The Red Planet Karaoke lounge was crowded, which was to be expected on a Friday night on level 10. Arthur scanned the crowd, the same assortment of gamblers, mercenaries, and partiers as there had been when he’d left. A drunken woman with three breast implants was belting out a decent rendition of “I Will Survive.” Mars. No place like home, eh?

He turned his attention to the man in the back corner booth, who’d been nursing the same drink for the past hour. Even in his cheap suit and even cheaper sunglasses, Arthur recognized Robert Fischer’s sharp-cheeked face. Shades inside, please. He was still shitty at disguising himself, just as he had been when he’d started coming in two months ago. Who would’ve figured the most powerful man on Mars would have a weakness for cheap karaoke joints?

_You know who knew._

Arthur shook his head slightly. Focus. Tonight was the night he’d been planning for since he’d landed the stolen Fischer-Morrow shuttle in the syndicate shuttle bay three months ago. It had taken time, planning, and a whole lot of money, but if he was able to pull this off, it would be worth everything.

He scanned the room.

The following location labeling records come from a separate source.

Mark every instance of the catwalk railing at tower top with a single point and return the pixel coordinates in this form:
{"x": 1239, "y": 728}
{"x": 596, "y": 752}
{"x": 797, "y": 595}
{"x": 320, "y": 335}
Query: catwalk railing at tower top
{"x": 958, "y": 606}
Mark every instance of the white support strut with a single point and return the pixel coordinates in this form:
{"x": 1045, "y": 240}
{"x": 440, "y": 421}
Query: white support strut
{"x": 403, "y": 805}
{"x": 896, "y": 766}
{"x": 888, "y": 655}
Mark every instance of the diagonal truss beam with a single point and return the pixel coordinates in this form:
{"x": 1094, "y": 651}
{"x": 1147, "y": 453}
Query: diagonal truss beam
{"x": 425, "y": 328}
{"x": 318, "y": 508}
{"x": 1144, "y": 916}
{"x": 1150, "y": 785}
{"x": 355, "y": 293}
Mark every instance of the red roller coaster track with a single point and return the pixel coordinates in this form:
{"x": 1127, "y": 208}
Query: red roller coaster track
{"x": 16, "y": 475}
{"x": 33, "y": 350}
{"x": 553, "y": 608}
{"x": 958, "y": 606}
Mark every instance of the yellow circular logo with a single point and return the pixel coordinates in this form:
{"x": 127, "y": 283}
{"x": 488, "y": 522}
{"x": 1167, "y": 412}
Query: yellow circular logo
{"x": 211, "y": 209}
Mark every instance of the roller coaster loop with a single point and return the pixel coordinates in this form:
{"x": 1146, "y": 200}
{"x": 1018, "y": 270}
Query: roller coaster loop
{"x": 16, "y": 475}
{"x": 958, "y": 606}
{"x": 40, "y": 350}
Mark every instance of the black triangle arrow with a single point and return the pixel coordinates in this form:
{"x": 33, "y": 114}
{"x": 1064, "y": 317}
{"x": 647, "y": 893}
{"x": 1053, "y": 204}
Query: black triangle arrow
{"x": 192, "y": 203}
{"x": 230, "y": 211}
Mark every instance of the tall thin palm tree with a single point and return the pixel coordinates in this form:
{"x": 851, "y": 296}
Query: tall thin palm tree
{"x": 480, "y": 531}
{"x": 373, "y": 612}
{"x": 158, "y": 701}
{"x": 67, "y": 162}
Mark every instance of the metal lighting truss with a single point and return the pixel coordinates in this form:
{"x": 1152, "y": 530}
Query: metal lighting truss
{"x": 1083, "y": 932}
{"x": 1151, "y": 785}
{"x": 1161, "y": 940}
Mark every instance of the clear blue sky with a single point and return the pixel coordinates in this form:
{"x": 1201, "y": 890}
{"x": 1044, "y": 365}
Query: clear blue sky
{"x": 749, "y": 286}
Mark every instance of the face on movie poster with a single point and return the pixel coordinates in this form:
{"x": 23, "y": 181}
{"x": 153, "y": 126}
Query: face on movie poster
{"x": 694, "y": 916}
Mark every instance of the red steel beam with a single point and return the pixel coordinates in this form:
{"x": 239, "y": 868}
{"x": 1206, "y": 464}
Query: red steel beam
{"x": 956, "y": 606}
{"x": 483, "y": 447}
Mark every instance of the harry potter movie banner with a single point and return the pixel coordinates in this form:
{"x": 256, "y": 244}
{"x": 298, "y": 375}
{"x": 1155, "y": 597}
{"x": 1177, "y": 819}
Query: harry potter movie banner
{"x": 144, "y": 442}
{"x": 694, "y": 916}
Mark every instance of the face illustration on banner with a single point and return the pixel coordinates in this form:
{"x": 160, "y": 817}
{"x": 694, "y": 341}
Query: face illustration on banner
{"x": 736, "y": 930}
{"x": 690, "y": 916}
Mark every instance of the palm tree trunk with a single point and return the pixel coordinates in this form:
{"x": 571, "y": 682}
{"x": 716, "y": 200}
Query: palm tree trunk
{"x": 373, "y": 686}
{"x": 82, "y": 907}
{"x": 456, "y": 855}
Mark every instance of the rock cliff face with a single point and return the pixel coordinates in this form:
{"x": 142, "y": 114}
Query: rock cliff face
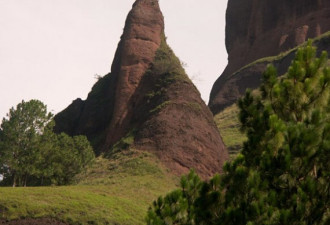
{"x": 259, "y": 28}
{"x": 148, "y": 102}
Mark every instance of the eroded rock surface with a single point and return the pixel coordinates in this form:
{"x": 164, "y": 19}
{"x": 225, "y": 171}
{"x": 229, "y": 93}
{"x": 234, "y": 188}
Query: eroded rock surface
{"x": 148, "y": 97}
{"x": 259, "y": 28}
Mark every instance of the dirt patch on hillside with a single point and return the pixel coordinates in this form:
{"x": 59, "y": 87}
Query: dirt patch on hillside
{"x": 41, "y": 221}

One of Fischer’s bodyguards was at the bar, pretending to nurse a cheap beer as he chatted up the twinkish bartender. The other was at an elevated table, obviously checking out a tall, redheaded waitress in a form-fitting green dress. She smiled at him, and flipped her hair to show off her graceful neck before approaching him.  A moment later, Fischer’s usual waitress strode over to his table  in a slinky black dress, carrying a tray. She was a leggy blonde with a face like a Rossetti painting. Shit, she probably _was_ designed after a Rossetti painting. All the Axiom replicants had that same sort of full-lipped, classical beauty, even the males. Especially the males.

She reached Fischer’s table and gave him a wide smile as she exchanged his empty tumbler for one full of amber liquid. Fischer smiled up at her. She made a comment, and Fischer chuckled and pointed at the stage. Good. They’d gotten to the point of rapport. Trust.

“I hope you don’t mind if I bring things down a touch,” a painfully familiar voice boomed over the mic, and Arthur’s heart stopped. He didn’t need to look at the stage to see who was standing there, his slicked back hair, his broad shoulders, his sly little smile. _It’s not him. Not him. Not him. “_ This one goes out to my boy Bob over there.”

The music started, melodic and slow, and as the person on stage began to sing, Arthur couldn’t help but peek over his shoulder.

“There’s a place for us, somewhere a place for us,” Eames crooned, his eyes locked on Robert in the back booth. “Peace and quiet and open air, wait for us, somewhere.”

A knot formed in Arthur’s stomach, and he snapped his head back to focus on Fischer. He was smiling softly, chin on his hand, and Arthur could practically see the fucking little hearts in his eyes behind the glasses. Made him want to throw up.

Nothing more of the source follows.